Seth Bovey – Five Years Ahead of My Time

I am not the first to congratulate Seth Bovey for writing a book that fills an important gap in the music history. Garage rock is for some reason sadly under-represented compared to other genres when it comes to in-depth investigation and analysis. Maybe the relatively low status of garage rock explains why so few specialized books has been published on this topic, especially by academics. Seth Bovey – a professor of English at Louisiana State University and a member of several garage bands during the 1970s and early ’80s – seems to be an exception who gives our beloved underdog ability to bark. Initially, I also like to mention that another benefit of Five Years Ahead Of My Time is its ambition to embrace garage rock from the beginning to the present in a spatio-temporal fashion, with a global outlook.

Seth Bovey
Seth Bovey, one of the few academics who seriously addresses the issue of garage rock.
The front cover of the book boasts with a Shindig statement that Five Years Ahead Of My Time is “the first truly comprehensive study … concise, passionately written and well researched.” It might be the first one, but If “comprehensive” equals “including or dealing with all or nearly all elements or aspects of something”, I do not agree. Please let me explain why.
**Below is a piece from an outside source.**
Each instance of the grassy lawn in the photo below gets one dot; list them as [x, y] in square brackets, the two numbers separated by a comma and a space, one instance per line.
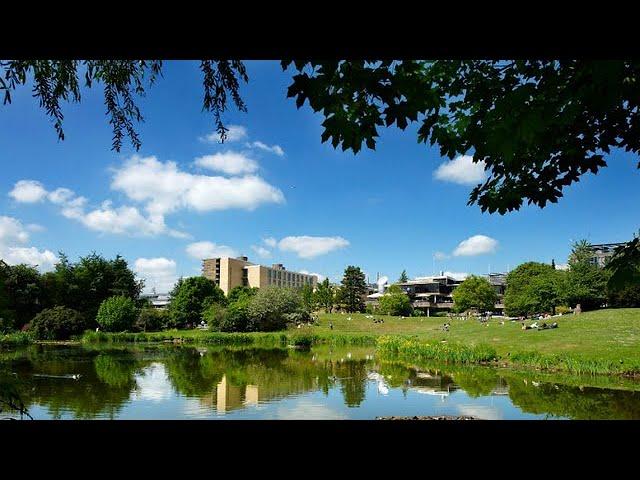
[609, 334]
First, I want to confirm that the author and I have the same point of departure: that garage rock is made by home-grown rock ‘n’ roll combos that produce a rough and unrefined sound as they put more energy than technical skill into their performances. A fairly rigorous two-line description, n’est-ce pas? But the fact that the author uses this definition as a springboard to start his first history lesson with Tacoma’s (WA) Fabulous Wailers, leaves a lot to be desired.

Remember that in the same manner as the British invasion created thousands of the classic ‘60s garage band prototype, Elvis Presley and his contemporaries did pretty much the same ten years earlier to their fans when they introduced the first wave of rock ‘n’ roll craze a few years before The Fabulous Wailers went active.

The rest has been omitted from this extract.